Reputation: 13
Trying to figure out the best way (either by using what I know in Grep / Sed / Awk) to split up an XML file based on it's individual string (key?). I have an XML file that is a SQL dump of all my current FAQ entries so it contains an entry ID and then a rather large HTML formatted document. I'm looking to split these entries up so I can easily pop them into an editor and clean up the formatting to import to a new KB / FAQ system. Here's an example of my data:
<article id="3">
<language>en</language>
<category>Category Name</category>
<keywords>Keywords, by, comma</keywords>
<question>Question?</question>
<answer>HTML Formatting</answer>
<author>Author</author>
<data>2010-05-13 09:32</data>
</article>
The XML file contains every single KB article I have back to back in this format. I am comfortable with bash to figure it out, I just don't know how to split it into multiple files based on the search.
Cheers,
Clay
Upvotes: 1
Views: 7654
Reputation: 84333
If your file is valid XML, you can use a utility like xgrep or XMLStarlet to parse the file for an XPath expression. For example, using xgrep:
xgrep -x "//article[@id]" /tmp/foo
This may be all you need. However, it won't split the articles; it just extracts the correct portions of your XML more reliably than with the use of regular expressions.

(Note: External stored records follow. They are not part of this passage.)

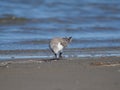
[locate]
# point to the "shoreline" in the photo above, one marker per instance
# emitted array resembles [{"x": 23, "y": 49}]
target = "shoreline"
[{"x": 66, "y": 74}]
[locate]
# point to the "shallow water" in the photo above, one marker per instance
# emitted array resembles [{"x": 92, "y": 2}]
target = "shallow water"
[{"x": 30, "y": 24}]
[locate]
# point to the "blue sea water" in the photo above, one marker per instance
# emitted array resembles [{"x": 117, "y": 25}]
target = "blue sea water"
[{"x": 30, "y": 24}]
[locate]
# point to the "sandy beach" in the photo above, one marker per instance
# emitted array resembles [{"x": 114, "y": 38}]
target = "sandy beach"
[{"x": 100, "y": 73}]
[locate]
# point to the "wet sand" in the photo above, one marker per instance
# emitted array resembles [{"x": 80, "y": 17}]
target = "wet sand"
[{"x": 101, "y": 73}]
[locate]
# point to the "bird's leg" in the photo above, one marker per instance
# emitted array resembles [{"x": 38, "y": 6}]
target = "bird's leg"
[{"x": 56, "y": 56}]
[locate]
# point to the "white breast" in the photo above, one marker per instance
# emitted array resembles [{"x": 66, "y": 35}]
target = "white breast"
[{"x": 60, "y": 47}]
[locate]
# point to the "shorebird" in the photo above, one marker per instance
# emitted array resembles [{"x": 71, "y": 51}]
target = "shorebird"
[{"x": 58, "y": 44}]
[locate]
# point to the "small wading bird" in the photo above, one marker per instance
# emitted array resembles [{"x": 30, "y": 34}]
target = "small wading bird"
[{"x": 58, "y": 44}]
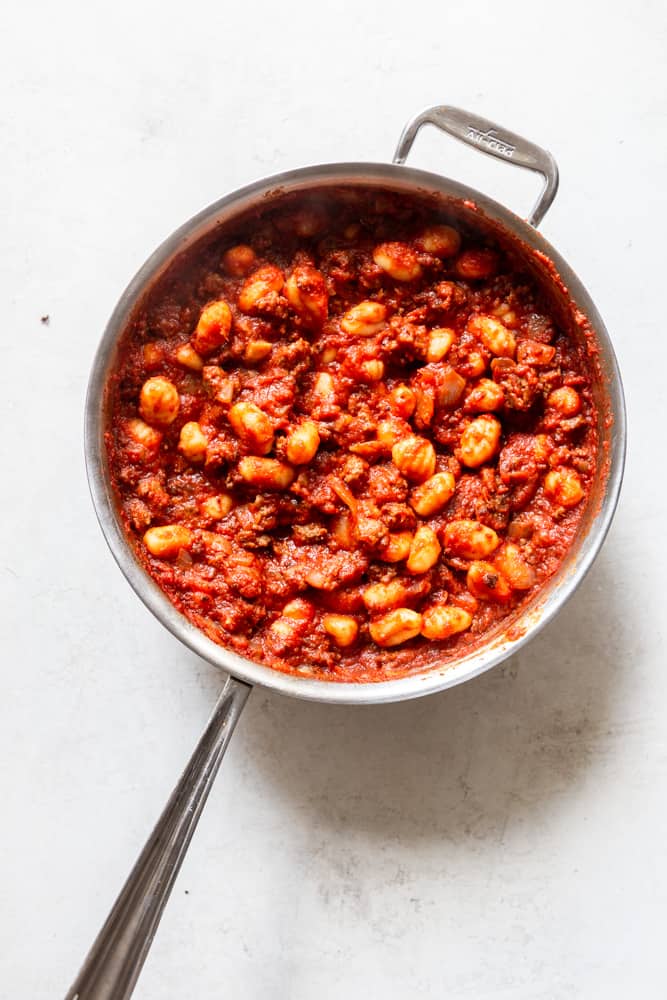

If you actually need to split the articles into separate files, you can do something like this:
xgrep -x "//article[@id]" /tmp/foo.rb |
ruby -ne 'BEGIN { counter=0 }
counter += 1 if /<article/
if /<article/ ... /<\/article/
File.open("#{counter}.xml", "a") { |f| f.puts $_ }
end'
Obviously, you could do the whole thing with a Ruby XML library, but I prefer treating this sort of problem as a shell pipeline. Your mileage may vary.
Also, please note that the Ruby script above will number your articles sequentially instead of by article ID. This may be preferable if you have duplicate IDs in your XML.
Okay, okay...I just couldn't leave this one alone. It seemed like a good idea at first to use the external shell utility in a pipeline as above, but if you're going to use Perl or Ruby anyway, you might as well just use the XmlSimple library.
The Ruby script below is a little longer than the pipeline version, but gives you much more control and flexibility. Consider all the possibilities you have with this as a starting point:
#!/usr/bin/env ruby
require 'xmlsimple'
counter = 0
node_name = 'article'
xml = XmlSimple.xml_in '/tmp/foo'
xml[node_name].uniq.each do |node|
counter = sprintf("%03d", counter.next)
XmlSimple.xml_out(node,
RootName: node_name,
OutputFile: "/tmp/#{counter}.xml")
end
Upvotes: 6
Reputation: 2564
cat file.xml | \
perl -p -i -e 'open(F, ">", ($1).".xml") if /<article id="(\d+)"/; print F;'
will split xml file based on article's ids. each article section will be stored in own file with the id number in name.
it works really fast even on hige files (sed
, awk
, etc solutions are really slow in this case).
Upvotes: 2
Reputation: 1534
Here's a simple idea for awk:
Whenever you hit a line with an article start tag, increment a counter variable by one. Then, for every line make a system call like "echo $0 >> file$COUNTER". This should be very easy to implement
Upvotes: 0